Hovertext for the Delta Bars
Adding hovertext to the ends of the daily delta bars was a bit more involved. The SVG <title>
type is interpreted by most browsers as a hoverable element but adding visible data labels to the ends of the bars makes the graph icky noisy. Fortunately SVG supports transparent text. To get all this to work, I replot the entire bar graph data series as just labels like so:
'/trend.csv' using 1:3:3 with labels font "arial,4" notitle axes x1y2
But this leaves a very noisy looking graph, so we pull out our trusty sed
to set opacity to “0
” so they’re hidden:
sed -i -e "s/\(stroke=\"none\" fill=\"black\"\)\( font-family=\"arial\" font-size=\"4.00\"\)/\1 opacity=\"0\"\2/g" "/UKR-server-trend.svg"
and then find the data value and generate a <title>
element of that data value using back-references. I must admit, I have not memorized regular expressions to the point where I can just write these and have them work on the first try: gnu’s sed tester is very helpful.
sed -i -e "s/\(<text><tspan font-family=\"arial\" >\)\([-1234567890]*\)<\/tspan><\/text>/\1\2<title>\2<\/title><\/tspan><\/text>/g" "/UKR-server-trend.svg"
And you get hovertext data interrogation.
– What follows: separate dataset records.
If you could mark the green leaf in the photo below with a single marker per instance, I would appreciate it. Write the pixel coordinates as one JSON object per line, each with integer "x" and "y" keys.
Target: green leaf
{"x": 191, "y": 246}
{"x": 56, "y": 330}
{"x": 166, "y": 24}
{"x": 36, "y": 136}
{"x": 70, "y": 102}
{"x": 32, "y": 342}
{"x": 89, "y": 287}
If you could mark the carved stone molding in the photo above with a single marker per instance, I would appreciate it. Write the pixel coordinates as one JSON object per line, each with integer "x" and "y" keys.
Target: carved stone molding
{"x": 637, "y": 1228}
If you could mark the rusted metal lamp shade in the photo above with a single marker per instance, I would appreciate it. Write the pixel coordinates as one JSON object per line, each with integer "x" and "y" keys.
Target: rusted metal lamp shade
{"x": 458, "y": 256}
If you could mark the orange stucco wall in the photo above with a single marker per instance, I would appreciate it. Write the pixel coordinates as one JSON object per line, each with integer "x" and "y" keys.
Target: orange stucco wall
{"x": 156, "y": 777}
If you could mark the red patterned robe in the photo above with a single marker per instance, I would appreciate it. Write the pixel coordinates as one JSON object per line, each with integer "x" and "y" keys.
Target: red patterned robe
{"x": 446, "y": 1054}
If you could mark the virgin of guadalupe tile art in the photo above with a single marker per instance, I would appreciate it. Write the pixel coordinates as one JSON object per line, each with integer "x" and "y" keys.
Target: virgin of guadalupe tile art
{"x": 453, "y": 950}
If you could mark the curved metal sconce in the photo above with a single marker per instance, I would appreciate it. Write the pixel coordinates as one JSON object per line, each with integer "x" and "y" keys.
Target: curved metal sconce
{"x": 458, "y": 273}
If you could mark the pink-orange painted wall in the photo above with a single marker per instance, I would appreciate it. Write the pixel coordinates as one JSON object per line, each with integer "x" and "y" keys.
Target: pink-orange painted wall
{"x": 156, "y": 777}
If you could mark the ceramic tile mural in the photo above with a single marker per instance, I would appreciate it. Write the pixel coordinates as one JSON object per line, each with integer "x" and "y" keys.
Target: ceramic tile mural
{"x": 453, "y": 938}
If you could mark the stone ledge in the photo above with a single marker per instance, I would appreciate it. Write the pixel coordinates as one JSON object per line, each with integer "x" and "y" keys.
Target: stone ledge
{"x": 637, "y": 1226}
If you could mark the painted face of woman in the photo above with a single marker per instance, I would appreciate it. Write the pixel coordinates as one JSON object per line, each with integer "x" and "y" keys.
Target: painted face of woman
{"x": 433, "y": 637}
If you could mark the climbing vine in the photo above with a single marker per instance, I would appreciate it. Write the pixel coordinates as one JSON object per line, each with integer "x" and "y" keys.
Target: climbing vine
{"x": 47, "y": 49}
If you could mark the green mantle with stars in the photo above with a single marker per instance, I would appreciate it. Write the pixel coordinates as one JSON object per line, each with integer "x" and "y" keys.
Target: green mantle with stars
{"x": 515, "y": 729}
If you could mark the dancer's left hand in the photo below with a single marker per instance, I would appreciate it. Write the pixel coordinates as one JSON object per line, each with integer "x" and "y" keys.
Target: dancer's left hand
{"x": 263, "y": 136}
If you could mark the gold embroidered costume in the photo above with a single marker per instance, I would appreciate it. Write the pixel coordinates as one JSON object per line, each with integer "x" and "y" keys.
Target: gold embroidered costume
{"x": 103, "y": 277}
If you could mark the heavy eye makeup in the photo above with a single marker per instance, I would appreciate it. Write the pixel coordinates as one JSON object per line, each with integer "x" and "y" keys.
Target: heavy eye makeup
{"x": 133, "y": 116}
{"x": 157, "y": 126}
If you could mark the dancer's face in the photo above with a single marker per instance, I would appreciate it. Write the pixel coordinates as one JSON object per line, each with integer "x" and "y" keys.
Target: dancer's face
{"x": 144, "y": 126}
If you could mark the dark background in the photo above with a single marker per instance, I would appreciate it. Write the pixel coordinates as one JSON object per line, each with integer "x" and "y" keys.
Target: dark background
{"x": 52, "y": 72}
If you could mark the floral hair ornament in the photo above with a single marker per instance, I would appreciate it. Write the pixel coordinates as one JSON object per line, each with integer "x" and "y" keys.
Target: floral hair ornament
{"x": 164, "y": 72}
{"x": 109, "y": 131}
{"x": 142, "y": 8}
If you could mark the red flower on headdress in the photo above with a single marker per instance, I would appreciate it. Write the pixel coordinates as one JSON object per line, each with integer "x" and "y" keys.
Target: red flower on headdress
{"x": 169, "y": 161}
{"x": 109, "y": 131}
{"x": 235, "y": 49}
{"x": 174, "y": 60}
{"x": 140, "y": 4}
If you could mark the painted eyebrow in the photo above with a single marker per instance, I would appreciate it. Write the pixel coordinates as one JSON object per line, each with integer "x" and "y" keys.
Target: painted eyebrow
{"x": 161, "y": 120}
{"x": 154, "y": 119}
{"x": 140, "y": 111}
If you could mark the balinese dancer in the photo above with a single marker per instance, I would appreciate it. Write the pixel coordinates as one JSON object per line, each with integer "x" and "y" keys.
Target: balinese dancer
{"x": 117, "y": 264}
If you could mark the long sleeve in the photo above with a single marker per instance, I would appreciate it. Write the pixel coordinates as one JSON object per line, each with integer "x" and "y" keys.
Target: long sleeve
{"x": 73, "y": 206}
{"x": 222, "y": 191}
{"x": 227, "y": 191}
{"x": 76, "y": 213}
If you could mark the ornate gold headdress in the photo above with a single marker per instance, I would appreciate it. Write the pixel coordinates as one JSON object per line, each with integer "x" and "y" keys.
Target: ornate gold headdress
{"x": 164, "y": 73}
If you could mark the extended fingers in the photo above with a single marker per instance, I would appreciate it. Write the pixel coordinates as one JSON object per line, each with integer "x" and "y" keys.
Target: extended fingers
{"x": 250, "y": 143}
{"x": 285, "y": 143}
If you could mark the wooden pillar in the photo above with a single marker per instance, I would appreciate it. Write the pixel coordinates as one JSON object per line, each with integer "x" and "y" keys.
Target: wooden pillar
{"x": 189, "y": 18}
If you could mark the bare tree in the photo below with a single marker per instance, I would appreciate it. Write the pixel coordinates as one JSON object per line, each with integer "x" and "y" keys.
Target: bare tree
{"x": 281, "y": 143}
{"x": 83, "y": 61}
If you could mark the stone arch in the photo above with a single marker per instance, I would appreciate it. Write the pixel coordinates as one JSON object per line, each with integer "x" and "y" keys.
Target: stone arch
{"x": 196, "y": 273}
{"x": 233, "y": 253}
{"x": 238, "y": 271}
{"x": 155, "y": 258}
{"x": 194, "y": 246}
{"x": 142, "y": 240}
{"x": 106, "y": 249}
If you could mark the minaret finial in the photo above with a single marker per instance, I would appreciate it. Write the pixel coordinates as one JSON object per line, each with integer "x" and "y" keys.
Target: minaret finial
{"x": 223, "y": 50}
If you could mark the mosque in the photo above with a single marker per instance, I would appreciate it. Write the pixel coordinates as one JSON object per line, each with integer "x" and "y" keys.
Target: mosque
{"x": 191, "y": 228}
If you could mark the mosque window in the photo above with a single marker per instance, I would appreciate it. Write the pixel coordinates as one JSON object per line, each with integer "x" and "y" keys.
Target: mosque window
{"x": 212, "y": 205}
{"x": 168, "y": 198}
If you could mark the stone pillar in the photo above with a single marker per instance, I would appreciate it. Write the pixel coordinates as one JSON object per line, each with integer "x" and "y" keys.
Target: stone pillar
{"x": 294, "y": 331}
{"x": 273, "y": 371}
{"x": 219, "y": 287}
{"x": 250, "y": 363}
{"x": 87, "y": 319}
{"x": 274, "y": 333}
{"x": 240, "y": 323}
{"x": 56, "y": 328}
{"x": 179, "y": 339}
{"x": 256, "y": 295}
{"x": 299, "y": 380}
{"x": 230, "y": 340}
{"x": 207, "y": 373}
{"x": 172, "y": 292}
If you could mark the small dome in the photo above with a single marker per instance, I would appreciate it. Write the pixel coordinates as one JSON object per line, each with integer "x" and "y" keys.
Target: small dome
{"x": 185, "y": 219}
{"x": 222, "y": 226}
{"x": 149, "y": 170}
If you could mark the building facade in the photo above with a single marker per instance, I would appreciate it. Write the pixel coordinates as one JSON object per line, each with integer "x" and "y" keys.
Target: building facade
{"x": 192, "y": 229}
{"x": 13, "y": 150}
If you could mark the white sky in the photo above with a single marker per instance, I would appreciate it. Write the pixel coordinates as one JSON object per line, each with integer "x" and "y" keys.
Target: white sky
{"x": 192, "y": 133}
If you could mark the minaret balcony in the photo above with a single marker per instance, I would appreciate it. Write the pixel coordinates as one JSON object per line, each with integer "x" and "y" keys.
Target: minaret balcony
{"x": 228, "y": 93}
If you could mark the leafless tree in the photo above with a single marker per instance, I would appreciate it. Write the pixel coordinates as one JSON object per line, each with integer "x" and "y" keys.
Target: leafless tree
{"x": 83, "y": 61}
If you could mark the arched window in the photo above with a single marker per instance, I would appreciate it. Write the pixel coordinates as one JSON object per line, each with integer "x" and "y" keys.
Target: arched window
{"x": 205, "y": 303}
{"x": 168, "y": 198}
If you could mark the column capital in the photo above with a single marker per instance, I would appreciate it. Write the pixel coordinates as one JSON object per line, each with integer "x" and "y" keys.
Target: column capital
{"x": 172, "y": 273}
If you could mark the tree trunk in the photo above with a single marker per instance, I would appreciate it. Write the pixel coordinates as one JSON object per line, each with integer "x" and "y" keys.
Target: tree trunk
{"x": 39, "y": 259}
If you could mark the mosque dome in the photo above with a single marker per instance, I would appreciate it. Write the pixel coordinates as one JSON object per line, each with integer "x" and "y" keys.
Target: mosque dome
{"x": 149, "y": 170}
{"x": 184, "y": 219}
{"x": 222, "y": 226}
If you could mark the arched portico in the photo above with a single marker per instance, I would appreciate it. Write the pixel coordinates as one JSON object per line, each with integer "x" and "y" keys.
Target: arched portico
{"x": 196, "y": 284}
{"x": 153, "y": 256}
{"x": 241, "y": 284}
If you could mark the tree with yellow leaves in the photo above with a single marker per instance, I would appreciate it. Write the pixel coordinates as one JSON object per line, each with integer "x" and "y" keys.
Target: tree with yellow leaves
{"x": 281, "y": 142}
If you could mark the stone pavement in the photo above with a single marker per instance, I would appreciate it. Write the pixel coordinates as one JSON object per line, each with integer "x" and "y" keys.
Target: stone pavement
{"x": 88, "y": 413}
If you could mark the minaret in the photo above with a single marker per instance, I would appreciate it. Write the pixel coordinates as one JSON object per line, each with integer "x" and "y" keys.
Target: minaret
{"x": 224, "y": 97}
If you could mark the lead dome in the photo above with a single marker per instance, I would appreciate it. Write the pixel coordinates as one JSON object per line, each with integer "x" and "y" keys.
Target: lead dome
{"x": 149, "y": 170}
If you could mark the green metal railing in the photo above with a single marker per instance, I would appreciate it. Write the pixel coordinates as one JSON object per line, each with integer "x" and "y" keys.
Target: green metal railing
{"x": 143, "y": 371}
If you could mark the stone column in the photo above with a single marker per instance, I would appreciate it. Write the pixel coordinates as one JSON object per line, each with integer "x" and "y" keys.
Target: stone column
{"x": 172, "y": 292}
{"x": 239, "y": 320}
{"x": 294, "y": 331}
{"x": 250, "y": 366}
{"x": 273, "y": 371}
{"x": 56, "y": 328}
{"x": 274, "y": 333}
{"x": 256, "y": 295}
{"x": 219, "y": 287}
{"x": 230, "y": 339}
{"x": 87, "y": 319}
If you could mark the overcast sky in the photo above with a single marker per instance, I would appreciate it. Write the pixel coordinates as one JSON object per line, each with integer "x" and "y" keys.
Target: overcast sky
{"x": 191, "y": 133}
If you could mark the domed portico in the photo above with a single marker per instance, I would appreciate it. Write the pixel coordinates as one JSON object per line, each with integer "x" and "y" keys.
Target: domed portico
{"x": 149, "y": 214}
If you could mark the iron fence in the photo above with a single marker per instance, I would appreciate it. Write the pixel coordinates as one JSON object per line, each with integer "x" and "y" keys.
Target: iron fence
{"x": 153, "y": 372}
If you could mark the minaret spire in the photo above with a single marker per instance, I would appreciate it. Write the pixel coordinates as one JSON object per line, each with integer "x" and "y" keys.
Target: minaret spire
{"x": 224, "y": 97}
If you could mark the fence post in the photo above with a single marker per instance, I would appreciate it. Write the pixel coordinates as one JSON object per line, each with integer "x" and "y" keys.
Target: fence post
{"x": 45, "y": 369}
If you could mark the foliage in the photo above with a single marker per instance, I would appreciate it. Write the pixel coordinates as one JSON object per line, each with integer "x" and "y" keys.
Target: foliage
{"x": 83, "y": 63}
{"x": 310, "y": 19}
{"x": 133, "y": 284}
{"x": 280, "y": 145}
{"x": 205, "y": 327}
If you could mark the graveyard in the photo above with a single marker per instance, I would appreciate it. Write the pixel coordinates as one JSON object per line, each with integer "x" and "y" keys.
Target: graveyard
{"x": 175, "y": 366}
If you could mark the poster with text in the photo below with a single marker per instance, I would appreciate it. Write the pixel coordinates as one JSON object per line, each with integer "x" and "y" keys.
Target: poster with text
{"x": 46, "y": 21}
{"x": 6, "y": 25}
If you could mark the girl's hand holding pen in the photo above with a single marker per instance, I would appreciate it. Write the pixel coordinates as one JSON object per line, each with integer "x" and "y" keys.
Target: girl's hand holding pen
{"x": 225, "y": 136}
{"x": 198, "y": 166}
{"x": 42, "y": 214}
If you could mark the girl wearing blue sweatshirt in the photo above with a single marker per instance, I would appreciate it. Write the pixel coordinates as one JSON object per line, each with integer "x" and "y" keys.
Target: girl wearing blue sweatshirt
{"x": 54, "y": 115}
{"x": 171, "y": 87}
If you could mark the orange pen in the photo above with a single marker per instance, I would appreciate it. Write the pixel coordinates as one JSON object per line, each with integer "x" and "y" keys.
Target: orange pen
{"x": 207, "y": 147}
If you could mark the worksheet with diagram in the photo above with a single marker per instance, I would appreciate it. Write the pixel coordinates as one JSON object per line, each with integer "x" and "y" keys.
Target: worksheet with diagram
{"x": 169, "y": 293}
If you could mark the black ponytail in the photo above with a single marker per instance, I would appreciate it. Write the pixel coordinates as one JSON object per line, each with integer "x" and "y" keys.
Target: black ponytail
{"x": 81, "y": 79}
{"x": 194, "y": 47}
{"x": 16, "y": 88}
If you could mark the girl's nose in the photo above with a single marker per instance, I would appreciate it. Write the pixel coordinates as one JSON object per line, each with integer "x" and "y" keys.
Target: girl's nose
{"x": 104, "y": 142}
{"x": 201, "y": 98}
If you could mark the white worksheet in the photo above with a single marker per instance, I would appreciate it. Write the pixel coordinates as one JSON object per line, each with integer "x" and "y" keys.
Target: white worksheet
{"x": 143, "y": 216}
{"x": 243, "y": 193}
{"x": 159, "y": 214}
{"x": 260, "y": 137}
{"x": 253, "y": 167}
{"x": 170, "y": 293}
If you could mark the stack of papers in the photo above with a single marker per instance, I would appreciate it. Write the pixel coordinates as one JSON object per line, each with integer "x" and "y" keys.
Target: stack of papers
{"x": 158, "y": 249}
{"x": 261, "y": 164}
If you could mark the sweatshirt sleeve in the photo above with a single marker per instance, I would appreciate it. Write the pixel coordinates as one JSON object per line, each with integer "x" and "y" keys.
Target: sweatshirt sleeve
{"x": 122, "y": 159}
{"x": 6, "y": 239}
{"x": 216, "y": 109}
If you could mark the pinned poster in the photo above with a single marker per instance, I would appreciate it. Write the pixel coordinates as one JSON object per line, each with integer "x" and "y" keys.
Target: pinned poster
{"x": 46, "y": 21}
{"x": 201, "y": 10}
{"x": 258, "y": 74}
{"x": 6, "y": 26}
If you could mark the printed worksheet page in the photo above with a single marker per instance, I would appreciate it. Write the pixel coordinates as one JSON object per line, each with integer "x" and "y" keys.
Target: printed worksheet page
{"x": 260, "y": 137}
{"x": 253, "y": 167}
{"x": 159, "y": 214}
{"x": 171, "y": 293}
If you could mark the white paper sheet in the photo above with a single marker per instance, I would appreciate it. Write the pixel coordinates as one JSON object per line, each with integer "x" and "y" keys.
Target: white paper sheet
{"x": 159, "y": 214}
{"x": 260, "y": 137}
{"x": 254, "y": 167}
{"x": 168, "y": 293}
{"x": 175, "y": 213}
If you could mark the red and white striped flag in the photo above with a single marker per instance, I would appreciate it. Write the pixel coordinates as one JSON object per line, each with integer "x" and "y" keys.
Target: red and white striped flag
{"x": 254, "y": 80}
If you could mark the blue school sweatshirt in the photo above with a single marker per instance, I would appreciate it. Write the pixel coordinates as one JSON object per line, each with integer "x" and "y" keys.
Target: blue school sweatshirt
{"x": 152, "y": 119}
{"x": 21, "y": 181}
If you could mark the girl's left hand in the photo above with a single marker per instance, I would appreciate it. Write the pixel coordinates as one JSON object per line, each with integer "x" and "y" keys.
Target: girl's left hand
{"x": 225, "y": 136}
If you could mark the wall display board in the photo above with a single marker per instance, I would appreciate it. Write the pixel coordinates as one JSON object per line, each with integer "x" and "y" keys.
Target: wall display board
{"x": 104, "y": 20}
W00t!
Note that cron
jobs are executed with different environment variables than user executed scripts, which can result in date formatting variations (which can be set explicitly in gnuplot
) and thousands separator and decimal characters (,/.). To get consistent results with a cron
job, explicitly set the appropriate locale, either in the script like
#!/bin/bash LC_NUMERIC=en_US.UTF-8 ...
or for all cron
jobs as in crontab -e
LC_NUMERIC=en_US.UTF-8 MAILTO=user@domain.com # .---------------- minute (0 - 59) # | .------------- hour (0 - 23) # | | .---------- day of month (1 - 31) # | | | .------- month (1 - 12) OR jan,feb,mar,apr ... # | | | | .---- day of week (0 - 6) (Sunday=0 or 7) OR sun,mon,tue,wed,thu,fri,sat # | | | | | # * * * * * <command to be executed>
The customized SVG
file is SCP
d to the server as before, replacing the previous day’s. Repeat visitors might have to clear their cache. It’s also important to disable caching on the site for the page, for example if using wp super cache or something, because there’s no signal to the cache management engine that the file has been updated.